From the desk of R. Keith Yanders:
Journal entry 4575
Made it through the night without having to drive a stake in that Skinner dude’s heart, or having to use the outhouse……so things are looking up. We headed for Newport and soon came across some house frau all upset and s@#$t. Blah, blah, blah, my kid, blah, blah, blah, missing, blah, blah, blah, blah……………blah, blah, blah. Husband probably offed himself to stop having to listen to that! Headed out to a church to find the kid, when these flying creatures pop up. Kyle starts screaming something about ‘herpes’……….man, what is with that dude…….. and was I talking in my sleep again? Reminder: find out how much Kyle knows about the Sheila E. Gouldferrington second date setback of ’02…….and get my Valtrex prescription refilled.
After killing these “winged things”, we find the kid holed up in the wall (probably to get away from blah, blah, blah, blah,) but he didn’t seem to put up a fight when we said you have to go back. His friend on the other hand, took the easy way out and died. Made it back to the chick with her kid in tow, when Kyle starts talking about ‘herpes’ again………dude, let it go, it was just a cold sore! Dr. Mendal explains how we killed the ‘harpies’….wait, what?
Journal entry 4576
It’s a long ride to Newport……..not much to do………… except stare at Abigail’s a…….uh oh! Reminder: short glances, short glances!
Journal entry 4577
Finally made it to Newport around sundown. Everybody hurried out of the streets and closed up shop tighter than……. something that is really tight. Decided to take a load off at the Dyck & Pyckle*. After several stiff drinks, I went to drain ye olde dragon. This dude in front of me in line at the outhouse asked if I was new in town and told me this is where all the Dicks hang out. Pointed to a sign that read “20% off if ye name be Dick”. Got directions to the university from the barkeep, Steven “Dick” Mullenhowerauski.
Reminder: Had some good Dick jokes ready, but for the sake of time I’ll just write Dick, Dick, Dick, and Dick.
What happened at the University I can’t remember as those places ain’t really my thing.

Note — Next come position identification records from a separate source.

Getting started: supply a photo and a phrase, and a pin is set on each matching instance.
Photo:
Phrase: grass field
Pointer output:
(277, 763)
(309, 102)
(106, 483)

Universities and me don’t mix, like oil and ….something that doesn’t mix with oil. Everybody has their kryptonite, mine happens to be places of higher learning, or just regular learning, or books. My high school football coach “Iron Balls” McStoopin always used to say “nothing ever good comes from books, unless you use them for bicep curls….where’s my whistle”. Reminder: Take a trip to the state pen to visit coach.
Made it back to Newport to find some damn key. Nearly pulled a hamstring trying to get that lid off…..but I noticed Abigail staring at me. I’ve seen that look before….she wants to take a ride on the Yanders-go-round …..or else it’s gas. The Victoria’s Secret Beating of ’08 taught me that that’s a mistake you only make once! Killed some ghouls…I hate ghouls….nothing but a bunch of undead wannabes. Anyway, we found this key……….I need to ice my hammy.
Reminder: Find out if any of this counts towards my community service hours?
*Thanks to Mr. Wheaton every game will always have a Dick & Pickle.